En el fuego, pequeñas explosiones lanzaban chispas al cielo. Sobre la mesa de picnic sólo quedaba la bandeja de bizcochos de chocolate y nueces que Molly había hecho para ellos en la cocina del bed & breakfast aquella tarde. Una pareja joven se encargaba del día a día del camping, pero Molly y Kevin siempre echaban una mano cuando estaban allí. La comida había sido deliciosa: churrasco a la brasa, patatas asadas con un montón de salsas, cebollas dulces perfectamente tostadas en los extremos, y una ensalada aderezada con jugosas rodajas de pera madura. Kevin y Molly habían dejado a los niños con la pareja que llevaba el camping, nadie tenía que coger el coche y corrían el vino y la cerveza. Heath se encontraba en su elemento, cordial y encantador con las mujeres, como en casa con los hombres. Era un camaleón, pensó Annabelle, y ajustaba su comportamiento para adecuarse al público. Esa noche, todo el mundo estaba disfrutando de su compañía menos Phoebe, e incluso ella no había ido más allá de lanzarle alguna que otra mirada envenenada.

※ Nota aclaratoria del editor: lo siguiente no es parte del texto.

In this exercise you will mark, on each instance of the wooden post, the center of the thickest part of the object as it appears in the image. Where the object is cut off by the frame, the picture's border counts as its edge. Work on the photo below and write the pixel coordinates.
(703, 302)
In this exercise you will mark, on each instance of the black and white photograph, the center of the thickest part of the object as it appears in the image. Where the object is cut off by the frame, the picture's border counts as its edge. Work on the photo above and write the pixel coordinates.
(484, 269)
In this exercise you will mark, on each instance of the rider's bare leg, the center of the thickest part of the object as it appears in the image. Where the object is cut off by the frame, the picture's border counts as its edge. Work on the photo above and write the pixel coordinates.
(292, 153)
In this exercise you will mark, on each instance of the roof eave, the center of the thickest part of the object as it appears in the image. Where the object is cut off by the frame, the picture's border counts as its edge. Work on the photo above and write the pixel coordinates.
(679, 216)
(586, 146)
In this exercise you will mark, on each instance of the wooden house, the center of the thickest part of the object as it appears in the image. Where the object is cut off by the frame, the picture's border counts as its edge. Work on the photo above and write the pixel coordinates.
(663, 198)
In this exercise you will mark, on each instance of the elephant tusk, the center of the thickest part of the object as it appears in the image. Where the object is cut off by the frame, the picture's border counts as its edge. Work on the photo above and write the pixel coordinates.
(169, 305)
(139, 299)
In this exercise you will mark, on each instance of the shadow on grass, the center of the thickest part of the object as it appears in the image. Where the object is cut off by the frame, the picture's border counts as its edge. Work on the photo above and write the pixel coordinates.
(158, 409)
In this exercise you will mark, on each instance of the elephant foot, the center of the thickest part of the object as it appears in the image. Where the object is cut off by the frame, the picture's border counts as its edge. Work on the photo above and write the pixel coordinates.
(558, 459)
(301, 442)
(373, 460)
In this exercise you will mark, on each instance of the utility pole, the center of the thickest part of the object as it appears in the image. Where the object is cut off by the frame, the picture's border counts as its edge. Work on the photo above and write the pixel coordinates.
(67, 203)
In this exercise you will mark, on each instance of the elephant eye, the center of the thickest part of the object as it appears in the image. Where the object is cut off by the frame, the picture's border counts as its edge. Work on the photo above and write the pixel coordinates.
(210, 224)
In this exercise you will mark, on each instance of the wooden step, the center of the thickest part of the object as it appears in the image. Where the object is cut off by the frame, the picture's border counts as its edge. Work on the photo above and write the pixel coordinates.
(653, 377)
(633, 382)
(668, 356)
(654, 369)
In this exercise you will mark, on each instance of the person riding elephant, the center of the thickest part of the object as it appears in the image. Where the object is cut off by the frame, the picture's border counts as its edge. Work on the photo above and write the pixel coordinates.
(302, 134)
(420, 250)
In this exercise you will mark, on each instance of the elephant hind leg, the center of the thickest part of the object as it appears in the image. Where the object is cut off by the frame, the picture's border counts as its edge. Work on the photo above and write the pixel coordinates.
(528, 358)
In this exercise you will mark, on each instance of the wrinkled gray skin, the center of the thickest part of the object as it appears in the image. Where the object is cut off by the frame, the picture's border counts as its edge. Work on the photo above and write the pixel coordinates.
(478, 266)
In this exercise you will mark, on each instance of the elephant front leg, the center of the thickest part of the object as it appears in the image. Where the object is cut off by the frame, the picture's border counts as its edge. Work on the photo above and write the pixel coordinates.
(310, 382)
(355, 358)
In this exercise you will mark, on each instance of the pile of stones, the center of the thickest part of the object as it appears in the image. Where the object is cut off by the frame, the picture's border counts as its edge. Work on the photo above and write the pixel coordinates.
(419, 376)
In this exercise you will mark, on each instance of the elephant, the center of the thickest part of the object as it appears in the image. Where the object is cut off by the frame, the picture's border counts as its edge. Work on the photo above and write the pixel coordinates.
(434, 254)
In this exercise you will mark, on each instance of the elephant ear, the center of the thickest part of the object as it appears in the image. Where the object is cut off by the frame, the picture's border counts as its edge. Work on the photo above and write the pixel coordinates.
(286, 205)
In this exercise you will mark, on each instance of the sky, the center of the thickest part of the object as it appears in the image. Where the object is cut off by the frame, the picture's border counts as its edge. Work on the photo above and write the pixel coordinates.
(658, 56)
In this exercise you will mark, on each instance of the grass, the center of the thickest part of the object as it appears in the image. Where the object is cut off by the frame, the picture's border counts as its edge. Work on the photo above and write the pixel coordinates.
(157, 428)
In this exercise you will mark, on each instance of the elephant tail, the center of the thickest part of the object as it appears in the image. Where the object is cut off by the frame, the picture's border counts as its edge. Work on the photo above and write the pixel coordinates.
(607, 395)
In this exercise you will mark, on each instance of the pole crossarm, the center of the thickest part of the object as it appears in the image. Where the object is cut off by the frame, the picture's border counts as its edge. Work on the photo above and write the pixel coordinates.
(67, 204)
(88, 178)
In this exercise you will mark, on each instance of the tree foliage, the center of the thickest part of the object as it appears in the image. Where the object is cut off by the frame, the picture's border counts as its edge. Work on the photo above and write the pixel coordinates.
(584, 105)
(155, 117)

Cuando empezó a sonar el equipo de música, Annabelle se fue andando hasta el desierto embarcadero, pero justo cuando empezaba a disfrutar de la soledad oyó el golpeteo resuelto de un par de sandalias hacia ella y se volvió para ver a Molly que se le acercaba. Excepto por el busto, más generoso por haber dado de amamantar a Danny, parecía la misma chica aplicada que Annabelle conociese hacía más de una década en una clase de literatura comparada. Esa noche, había retirado su lisa melena castaña de la cara con un pasador, y un par de diminutas tortugas de mar de plata pendían de los lóbulos de sus orejas. Llevaba leotardos morados con un top a juego y un collar hecho de tiburones de pasta.
– ¿Por qué no me has devuelto las llamadas? -preguntó.
– Lo siento. Se me liaron las cosas. -Tal vez pudiera distraerla-. ¿Te acuerdas que te conté que tenía un cliente hipocondríaco? Le organicé una cita con una mujer que…
– Eso me da igual. ¿Qué está pasando entre Heath y tú? Annabelle compuso una expresión de asombrada inocencia, tirando del anquilosado repertorio de sus días de teatro universitario.
– ¿A qué te refieres? Asuntos de trabajo.
– No me vengas con ésas. Hace demasiado tiempo que somos amigas.
Annabelle cambió a una expresión ceñuda.
– Es mi cliente más importante. Sabes lo que esto significa para mí.
Molly no se lo tragaba.
– He visto cómo le miras. Igual que si fuera una tragaperras con los tres sietes tatuados en la frente. Como te enamores de él, te juro que no vuelvo a hablarte en la vida.
Annabelle casi se ahoga. Ya sabía que Molly sospecharía, pero no se esperaba una interpelación directa.
– ¿Estás loca? Dejando de lado el hecho de que me trata como a una criada, nunca me iría a colgar de un adicto al trabajo, después e lo que he pasado con mi familia. -Ceder a la lujuria, por otro lado, era una cosa muy distinta.
– Tiene una calculadora por corazón.
– Creía que te caía bien.
– Le adoro. Llevó las negociaciones de Kevin brillantemente y, créeme, mi hermana puede ser muy agarrada. Heath es listo, nunca he conocido a nadie que trabaje tan duro, haría lo que fuera por un cliente, y su conducta es todo lo ética que se puede pedir de un representante. Pero es el peor candidato a un emparejamiento amoroso que haya conocido.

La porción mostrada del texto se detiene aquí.